Oh yes! Should be done fairly easily, we have DuckDB coming in the next release, we can also add SQLite. You use SQLite to develop locally I guess?


I can't really tell what those databases are that are coming soon, a "hover" over the icons would be nice. SQLServer coming anytime soon, my coworkers are working on some data integrity work right now and it might be a nice tool for them.


It's Databricks, Iceberg and Redshift, which on the first survey that we did were the most asked. But as per this post and a broader audience it appears SQLite at least win! We'll add also SQLServer in the list


Yes I second this. I use sqlite for local use and also for prototyping data designs, so sqlite support is very useful indeed - not a deal breaker but definitely a tick item.

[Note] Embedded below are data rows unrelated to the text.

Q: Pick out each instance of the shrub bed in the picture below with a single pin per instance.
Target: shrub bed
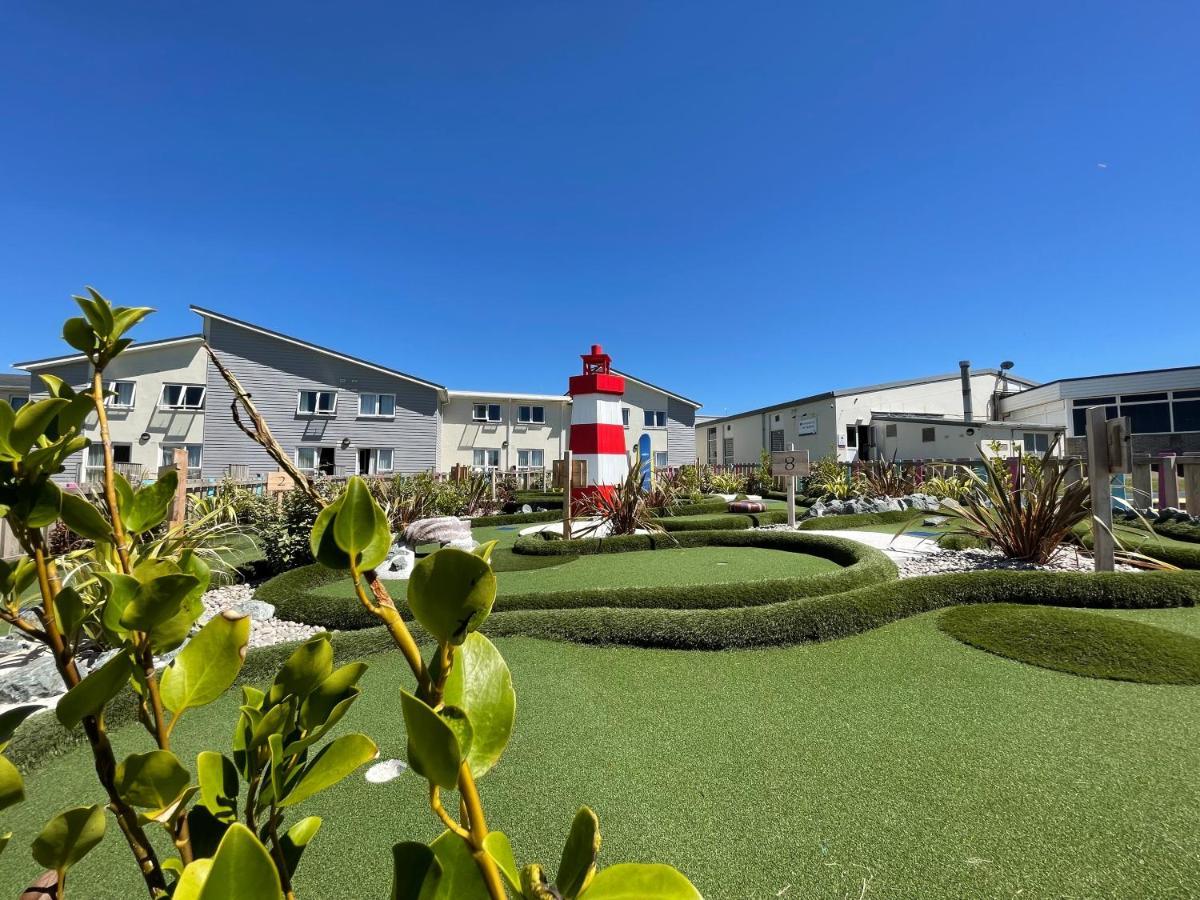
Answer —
(294, 598)
(1078, 642)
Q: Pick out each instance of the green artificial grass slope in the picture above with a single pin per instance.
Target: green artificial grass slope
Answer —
(898, 763)
(1078, 642)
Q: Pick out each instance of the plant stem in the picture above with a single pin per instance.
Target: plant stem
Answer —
(121, 538)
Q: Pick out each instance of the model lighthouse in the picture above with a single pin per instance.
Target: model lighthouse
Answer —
(598, 433)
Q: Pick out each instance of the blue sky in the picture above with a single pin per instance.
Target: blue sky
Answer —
(743, 202)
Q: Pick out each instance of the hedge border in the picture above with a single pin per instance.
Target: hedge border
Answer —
(293, 598)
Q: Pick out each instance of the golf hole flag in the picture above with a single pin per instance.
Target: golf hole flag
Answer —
(598, 435)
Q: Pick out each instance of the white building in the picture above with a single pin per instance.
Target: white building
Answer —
(937, 417)
(156, 405)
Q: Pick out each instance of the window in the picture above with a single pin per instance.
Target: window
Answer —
(377, 406)
(181, 396)
(317, 402)
(485, 459)
(1036, 442)
(317, 460)
(531, 460)
(123, 395)
(94, 463)
(375, 461)
(195, 455)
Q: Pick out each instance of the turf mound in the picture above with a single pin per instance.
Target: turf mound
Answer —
(1078, 642)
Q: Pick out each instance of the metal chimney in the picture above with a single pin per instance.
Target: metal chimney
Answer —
(965, 375)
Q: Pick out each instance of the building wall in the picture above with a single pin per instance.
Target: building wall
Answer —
(461, 435)
(149, 370)
(273, 371)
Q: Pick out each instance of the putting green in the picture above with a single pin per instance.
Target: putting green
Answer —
(645, 569)
(897, 763)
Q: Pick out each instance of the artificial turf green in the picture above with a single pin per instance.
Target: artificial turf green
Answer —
(1083, 643)
(897, 763)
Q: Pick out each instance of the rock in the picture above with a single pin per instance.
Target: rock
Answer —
(439, 529)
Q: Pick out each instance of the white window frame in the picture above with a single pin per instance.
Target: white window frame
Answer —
(183, 393)
(531, 414)
(316, 407)
(377, 399)
(111, 401)
(483, 454)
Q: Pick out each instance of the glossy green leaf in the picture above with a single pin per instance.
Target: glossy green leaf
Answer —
(31, 421)
(297, 839)
(329, 695)
(640, 881)
(579, 862)
(151, 780)
(335, 761)
(93, 693)
(151, 503)
(85, 520)
(321, 541)
(460, 879)
(11, 718)
(157, 601)
(219, 783)
(77, 333)
(69, 838)
(480, 684)
(451, 593)
(501, 851)
(208, 665)
(307, 666)
(417, 871)
(433, 749)
(241, 869)
(71, 611)
(12, 785)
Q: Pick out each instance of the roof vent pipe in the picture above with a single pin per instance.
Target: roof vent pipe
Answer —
(965, 375)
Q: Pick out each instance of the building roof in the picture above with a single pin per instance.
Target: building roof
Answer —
(316, 348)
(663, 390)
(132, 348)
(964, 423)
(868, 389)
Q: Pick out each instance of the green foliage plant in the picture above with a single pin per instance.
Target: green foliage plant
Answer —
(460, 717)
(136, 588)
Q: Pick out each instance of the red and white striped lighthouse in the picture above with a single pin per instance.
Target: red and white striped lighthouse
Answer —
(598, 433)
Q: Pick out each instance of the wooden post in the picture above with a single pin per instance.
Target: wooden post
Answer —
(1168, 481)
(567, 496)
(1143, 498)
(1192, 486)
(1098, 479)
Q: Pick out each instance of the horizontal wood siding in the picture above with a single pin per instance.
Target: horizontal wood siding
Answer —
(681, 432)
(274, 371)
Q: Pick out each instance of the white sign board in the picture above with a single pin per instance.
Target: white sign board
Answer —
(785, 463)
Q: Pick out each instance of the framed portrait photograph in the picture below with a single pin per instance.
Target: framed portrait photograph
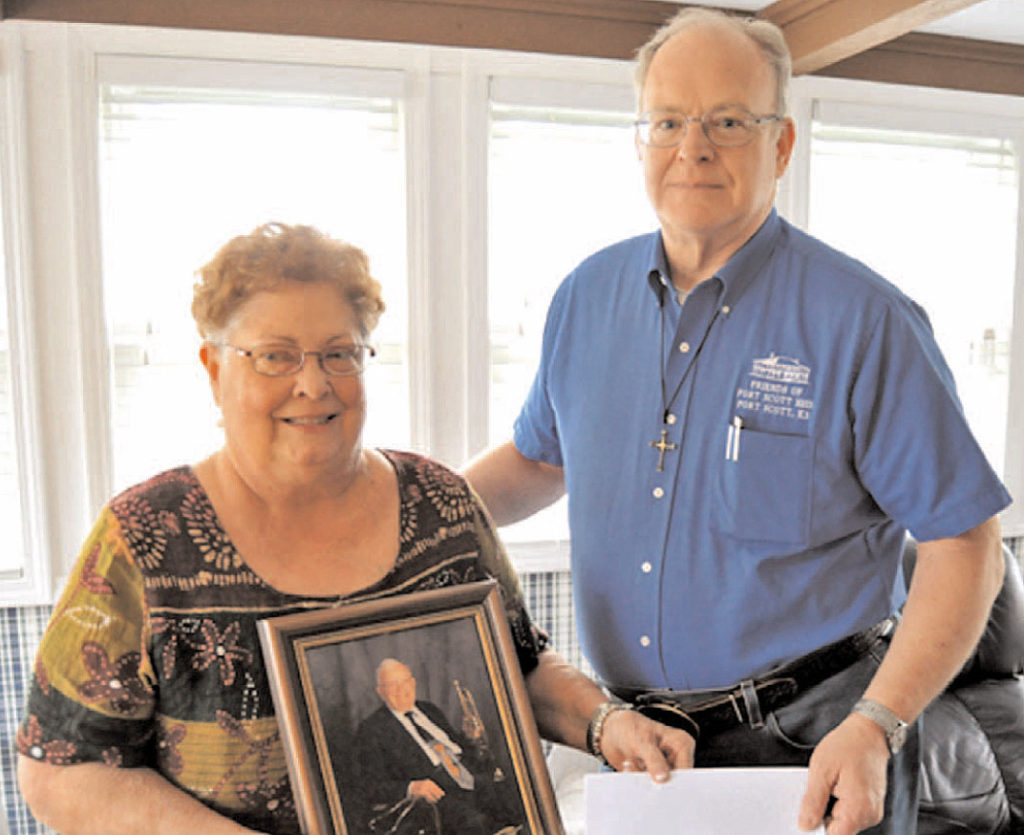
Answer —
(409, 716)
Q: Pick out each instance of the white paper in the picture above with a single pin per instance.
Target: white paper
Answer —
(696, 801)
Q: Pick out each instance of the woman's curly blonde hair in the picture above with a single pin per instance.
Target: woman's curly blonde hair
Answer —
(273, 253)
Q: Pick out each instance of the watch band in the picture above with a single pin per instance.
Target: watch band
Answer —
(893, 726)
(596, 727)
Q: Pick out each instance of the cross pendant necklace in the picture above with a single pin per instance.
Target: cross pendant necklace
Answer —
(663, 446)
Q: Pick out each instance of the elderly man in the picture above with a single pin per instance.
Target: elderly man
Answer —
(748, 423)
(410, 753)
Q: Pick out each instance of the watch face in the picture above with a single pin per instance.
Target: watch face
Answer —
(897, 738)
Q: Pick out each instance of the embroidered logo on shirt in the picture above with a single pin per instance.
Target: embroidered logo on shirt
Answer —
(783, 369)
(776, 385)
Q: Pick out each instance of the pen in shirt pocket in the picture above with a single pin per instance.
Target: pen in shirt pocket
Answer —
(732, 440)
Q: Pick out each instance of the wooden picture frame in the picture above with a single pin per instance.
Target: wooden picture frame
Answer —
(348, 751)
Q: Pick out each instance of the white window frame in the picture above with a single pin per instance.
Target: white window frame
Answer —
(51, 231)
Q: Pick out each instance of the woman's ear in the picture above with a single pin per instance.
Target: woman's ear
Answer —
(209, 356)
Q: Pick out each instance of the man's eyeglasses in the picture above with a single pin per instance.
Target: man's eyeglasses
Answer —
(724, 127)
(281, 361)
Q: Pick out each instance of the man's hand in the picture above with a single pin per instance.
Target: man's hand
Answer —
(426, 789)
(850, 765)
(634, 743)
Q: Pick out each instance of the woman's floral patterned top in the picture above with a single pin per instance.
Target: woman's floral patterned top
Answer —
(152, 657)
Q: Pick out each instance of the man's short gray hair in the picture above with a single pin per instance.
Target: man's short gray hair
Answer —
(765, 35)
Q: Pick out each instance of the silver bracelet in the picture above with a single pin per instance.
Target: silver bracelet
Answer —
(596, 727)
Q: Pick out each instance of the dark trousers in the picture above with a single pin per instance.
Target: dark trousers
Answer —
(791, 734)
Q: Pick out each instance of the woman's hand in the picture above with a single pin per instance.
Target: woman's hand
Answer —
(634, 743)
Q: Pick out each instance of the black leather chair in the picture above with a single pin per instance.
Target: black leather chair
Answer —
(972, 770)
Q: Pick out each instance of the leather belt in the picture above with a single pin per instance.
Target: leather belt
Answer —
(708, 712)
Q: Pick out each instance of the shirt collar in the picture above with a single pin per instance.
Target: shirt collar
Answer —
(738, 270)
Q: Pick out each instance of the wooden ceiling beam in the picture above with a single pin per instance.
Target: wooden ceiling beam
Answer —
(822, 32)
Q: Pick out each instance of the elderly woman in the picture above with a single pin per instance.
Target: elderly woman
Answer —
(150, 709)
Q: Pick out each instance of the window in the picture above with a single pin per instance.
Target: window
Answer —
(185, 167)
(937, 214)
(475, 180)
(12, 516)
(563, 182)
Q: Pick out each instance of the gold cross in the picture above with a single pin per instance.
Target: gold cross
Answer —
(663, 446)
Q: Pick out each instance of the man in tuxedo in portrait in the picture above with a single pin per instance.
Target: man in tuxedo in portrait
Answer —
(420, 776)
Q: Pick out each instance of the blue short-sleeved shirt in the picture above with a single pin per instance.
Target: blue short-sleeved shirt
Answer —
(811, 421)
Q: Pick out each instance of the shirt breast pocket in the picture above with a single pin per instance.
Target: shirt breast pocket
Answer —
(766, 486)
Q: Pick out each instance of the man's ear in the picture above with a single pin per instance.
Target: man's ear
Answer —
(209, 356)
(783, 145)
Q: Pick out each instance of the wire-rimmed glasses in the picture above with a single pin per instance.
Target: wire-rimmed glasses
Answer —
(282, 361)
(724, 127)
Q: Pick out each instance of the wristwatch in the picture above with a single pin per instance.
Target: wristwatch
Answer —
(894, 727)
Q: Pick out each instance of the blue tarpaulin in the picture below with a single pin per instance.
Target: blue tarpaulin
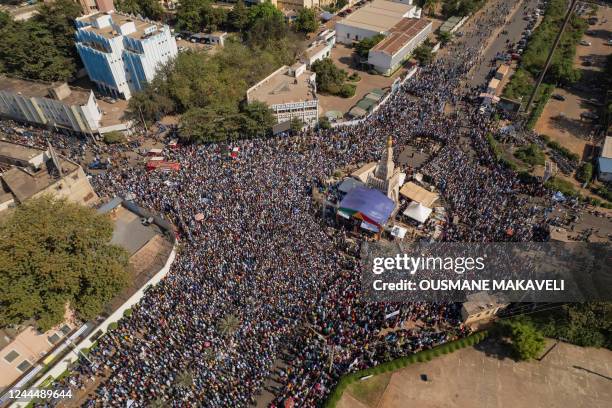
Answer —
(368, 205)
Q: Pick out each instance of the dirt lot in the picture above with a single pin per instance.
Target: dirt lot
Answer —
(561, 119)
(568, 376)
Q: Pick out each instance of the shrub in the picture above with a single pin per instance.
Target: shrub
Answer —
(530, 154)
(584, 174)
(347, 90)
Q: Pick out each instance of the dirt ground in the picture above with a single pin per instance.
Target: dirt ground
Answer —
(343, 58)
(561, 119)
(568, 376)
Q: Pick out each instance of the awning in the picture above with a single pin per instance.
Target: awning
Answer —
(417, 212)
(399, 232)
(367, 205)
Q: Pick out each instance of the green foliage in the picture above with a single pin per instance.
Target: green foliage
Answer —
(542, 97)
(238, 17)
(199, 15)
(564, 186)
(55, 253)
(347, 90)
(363, 47)
(460, 7)
(331, 79)
(114, 137)
(147, 8)
(530, 154)
(583, 324)
(604, 192)
(324, 123)
(266, 25)
(211, 89)
(526, 341)
(445, 37)
(533, 60)
(564, 151)
(423, 53)
(296, 125)
(399, 363)
(42, 47)
(306, 21)
(584, 174)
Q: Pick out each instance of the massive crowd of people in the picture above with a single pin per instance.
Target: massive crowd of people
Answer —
(262, 254)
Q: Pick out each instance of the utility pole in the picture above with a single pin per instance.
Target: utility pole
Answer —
(568, 15)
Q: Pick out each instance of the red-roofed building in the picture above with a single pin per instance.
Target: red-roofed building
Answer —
(403, 38)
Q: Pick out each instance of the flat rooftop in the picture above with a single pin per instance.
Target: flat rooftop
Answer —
(118, 20)
(26, 182)
(281, 87)
(39, 89)
(401, 34)
(18, 152)
(379, 15)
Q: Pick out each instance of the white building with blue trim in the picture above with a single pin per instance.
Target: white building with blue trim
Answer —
(121, 53)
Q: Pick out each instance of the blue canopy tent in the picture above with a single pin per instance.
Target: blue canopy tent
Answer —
(368, 205)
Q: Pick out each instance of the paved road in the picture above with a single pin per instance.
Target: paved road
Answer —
(515, 27)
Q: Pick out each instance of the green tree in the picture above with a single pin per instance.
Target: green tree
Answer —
(257, 119)
(54, 254)
(445, 37)
(296, 125)
(306, 21)
(239, 16)
(330, 78)
(266, 24)
(363, 47)
(210, 124)
(584, 174)
(423, 53)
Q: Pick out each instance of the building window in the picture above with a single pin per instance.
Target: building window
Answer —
(53, 339)
(10, 357)
(24, 366)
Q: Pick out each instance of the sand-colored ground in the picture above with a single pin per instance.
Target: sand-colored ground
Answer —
(569, 376)
(561, 119)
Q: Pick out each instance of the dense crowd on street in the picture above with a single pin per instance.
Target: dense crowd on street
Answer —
(262, 253)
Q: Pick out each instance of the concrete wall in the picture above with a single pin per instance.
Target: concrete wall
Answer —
(70, 358)
(347, 34)
(386, 63)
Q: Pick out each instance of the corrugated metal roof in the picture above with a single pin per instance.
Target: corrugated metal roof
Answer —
(606, 150)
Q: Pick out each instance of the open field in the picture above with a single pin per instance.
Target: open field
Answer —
(561, 120)
(568, 376)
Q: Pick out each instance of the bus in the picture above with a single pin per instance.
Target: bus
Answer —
(154, 152)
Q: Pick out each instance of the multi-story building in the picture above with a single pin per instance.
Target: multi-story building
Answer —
(290, 92)
(27, 172)
(54, 105)
(94, 6)
(122, 53)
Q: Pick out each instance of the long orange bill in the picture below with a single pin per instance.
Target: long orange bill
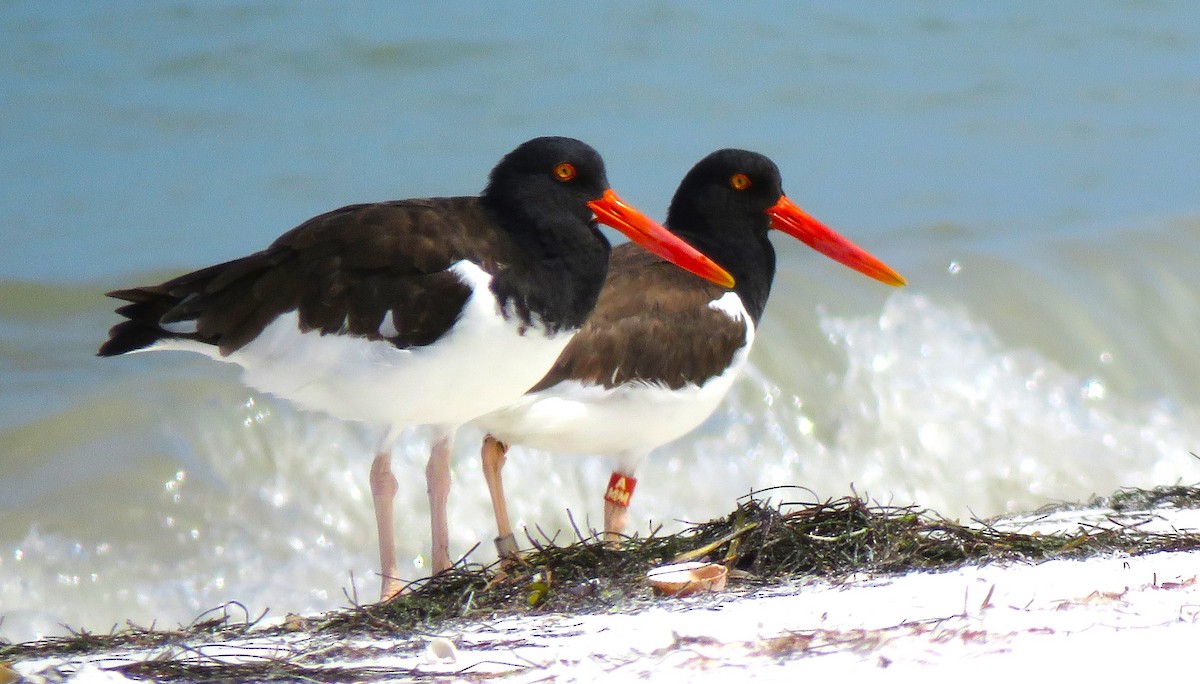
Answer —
(611, 210)
(796, 222)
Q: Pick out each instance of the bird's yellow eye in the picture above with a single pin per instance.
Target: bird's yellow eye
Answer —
(565, 172)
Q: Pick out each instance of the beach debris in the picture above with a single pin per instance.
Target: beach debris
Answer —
(687, 579)
(441, 651)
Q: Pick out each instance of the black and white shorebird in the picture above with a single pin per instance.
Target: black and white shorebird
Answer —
(412, 312)
(663, 347)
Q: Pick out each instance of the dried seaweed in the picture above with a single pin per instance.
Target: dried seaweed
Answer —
(760, 541)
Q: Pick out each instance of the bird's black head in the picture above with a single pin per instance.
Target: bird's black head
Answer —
(547, 175)
(725, 190)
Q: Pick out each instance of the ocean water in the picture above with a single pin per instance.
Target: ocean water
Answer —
(1030, 167)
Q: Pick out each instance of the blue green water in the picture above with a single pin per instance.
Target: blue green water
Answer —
(1030, 167)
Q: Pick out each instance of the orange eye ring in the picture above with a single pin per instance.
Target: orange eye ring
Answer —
(565, 172)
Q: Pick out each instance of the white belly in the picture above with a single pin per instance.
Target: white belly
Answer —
(484, 363)
(580, 418)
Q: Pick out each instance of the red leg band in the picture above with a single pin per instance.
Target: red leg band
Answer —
(621, 490)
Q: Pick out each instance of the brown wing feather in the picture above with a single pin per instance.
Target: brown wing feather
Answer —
(652, 324)
(342, 271)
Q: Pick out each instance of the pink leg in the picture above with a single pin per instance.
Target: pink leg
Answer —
(383, 492)
(437, 480)
(493, 456)
(616, 505)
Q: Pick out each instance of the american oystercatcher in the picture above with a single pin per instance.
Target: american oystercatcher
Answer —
(663, 347)
(412, 312)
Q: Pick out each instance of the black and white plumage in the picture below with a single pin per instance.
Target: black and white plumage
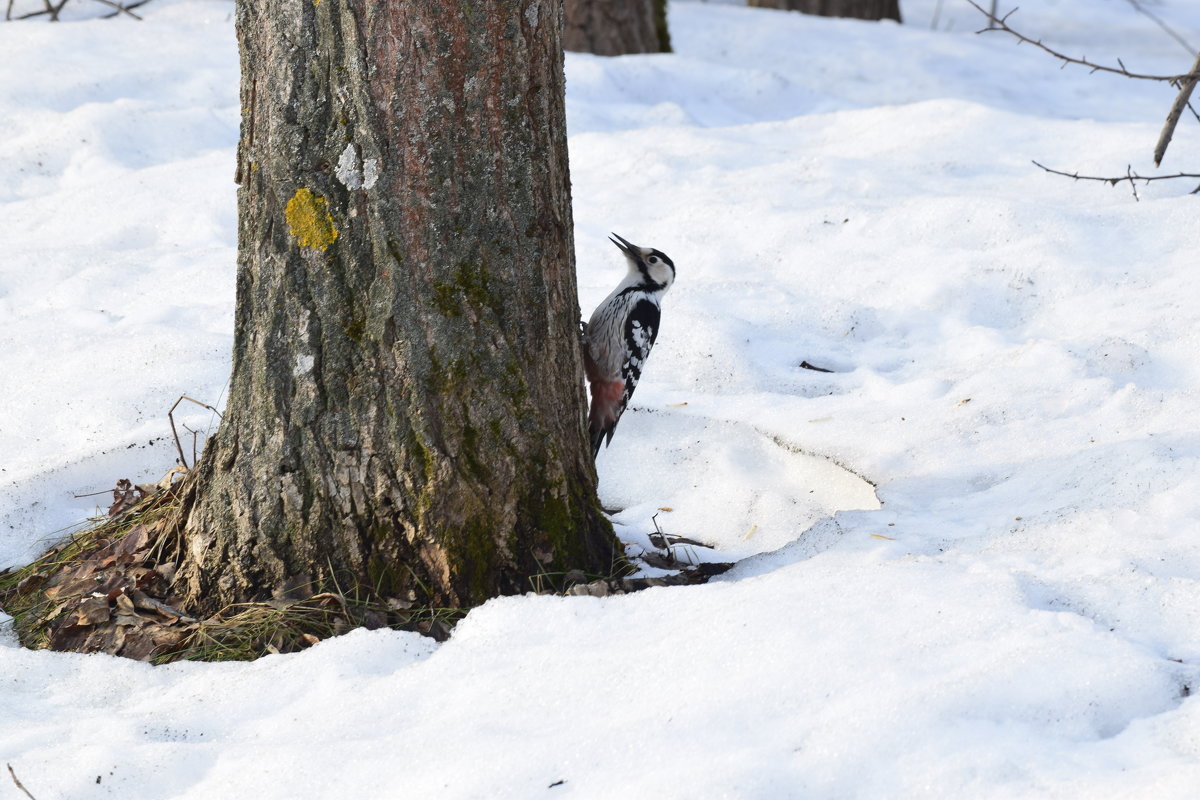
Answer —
(619, 336)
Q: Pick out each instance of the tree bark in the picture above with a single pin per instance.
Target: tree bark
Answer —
(616, 26)
(853, 8)
(406, 411)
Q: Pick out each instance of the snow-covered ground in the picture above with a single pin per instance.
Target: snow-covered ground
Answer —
(1015, 372)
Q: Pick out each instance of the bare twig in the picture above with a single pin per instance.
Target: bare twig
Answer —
(120, 8)
(1141, 10)
(55, 10)
(1173, 116)
(1001, 24)
(1128, 176)
(171, 416)
(15, 780)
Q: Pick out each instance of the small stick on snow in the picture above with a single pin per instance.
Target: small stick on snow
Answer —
(19, 786)
(171, 417)
(120, 8)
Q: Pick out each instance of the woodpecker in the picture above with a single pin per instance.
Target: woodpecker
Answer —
(619, 336)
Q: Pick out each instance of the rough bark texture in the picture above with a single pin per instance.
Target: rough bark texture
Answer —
(406, 410)
(616, 26)
(855, 8)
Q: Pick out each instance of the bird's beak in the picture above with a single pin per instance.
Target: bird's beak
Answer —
(625, 246)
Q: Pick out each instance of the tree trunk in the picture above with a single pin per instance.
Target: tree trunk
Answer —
(855, 8)
(616, 26)
(406, 413)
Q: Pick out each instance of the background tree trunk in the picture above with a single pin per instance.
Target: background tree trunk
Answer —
(855, 8)
(406, 410)
(616, 26)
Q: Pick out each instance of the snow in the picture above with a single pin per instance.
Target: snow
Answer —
(971, 553)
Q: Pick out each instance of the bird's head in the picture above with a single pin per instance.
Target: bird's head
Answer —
(652, 264)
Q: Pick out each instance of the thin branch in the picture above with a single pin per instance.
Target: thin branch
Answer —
(1128, 176)
(1173, 116)
(171, 416)
(120, 10)
(19, 786)
(1170, 31)
(1001, 24)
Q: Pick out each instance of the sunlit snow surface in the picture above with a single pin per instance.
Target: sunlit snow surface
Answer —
(1014, 368)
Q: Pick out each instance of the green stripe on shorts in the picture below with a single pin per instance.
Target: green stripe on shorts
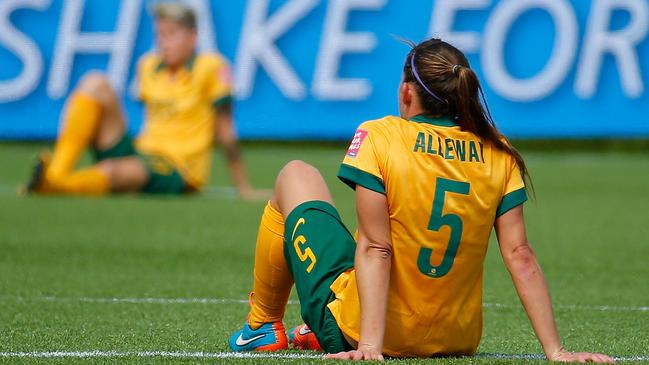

Will also give nao a shot as soon as this is shipped. A LOT of non corp data work happens in SQLite and duckdb.


Yes just local, but love to use Nao to quickly analyze datasets


we support Postgres (and DuckDB is coming very soon) so yes probably as Hydra is a mix of both, but I have to try it


Sweeeet. Let's give it a go!


Thank you!


We say "data vibing" so it feels unique to the data community! But in all seriousness, this is already an issue, people are already asking ChatGPT (or Cursor/whatever else) to generate SQL for them, but the next steps do not exist, if you "vibe code" for data you want to have the easiest feedback loop you can get to check if the output is good, and that's what we are working on: identifying the downstream impacts in the IDE and proposing fixes, a table diff view, new UI/UX to test your outputs.

The goal for us is to be the best way to do data with AI.


Ok, but how do you know it’s good?

With data I think that is very hard, I wrote a SQL query (without AI) which ran and showed what look like correct numbers only to years later realise it was incorrect.

When doing more complex calculations, I am not clear how to check if the output is correct.


Usually what we've seen is data people having notebooks/worksheets on the side with a bunch of manual SQL queries that they run to validate the data consistency. The process is highly manual, time consuming. Most of the time teams knows what kind of checks they want to run on the data to validate it, our goal here is to provide them the best toolbox to do it, in the IDE.

Tho, i'd say this is like when writing tests in software, you can't catch everything the first time (even when going 100% code coverage), especially in data when most of the time it breaks because of upstream producers.

It will still require live observability tools monitoring data live in the near future.


Thank you!


Great! Let us know if it's how you imagined it when you try it


Thanks for the kind comments, he's surely a great guy :)


When it comes to SQL writing we are more relevant, when it comes to speed this is hard to benchmark exactly against Cursor and Windsurf but we are a bit slower (around ~600ms on average) obviously and we know what we have to improve to speed it up.

Next in the list is the next edit suggestion dedicated to data work, especially with dbt (or SQL transformations) where when you change a query you have to change the downstream queries directly.


Thank you! Actually this is exactly what we target, we've seen that data teams have often a longer feedback loop than software engineers. That's a goal for us to shorten it and to bring data the closest to your dev flow.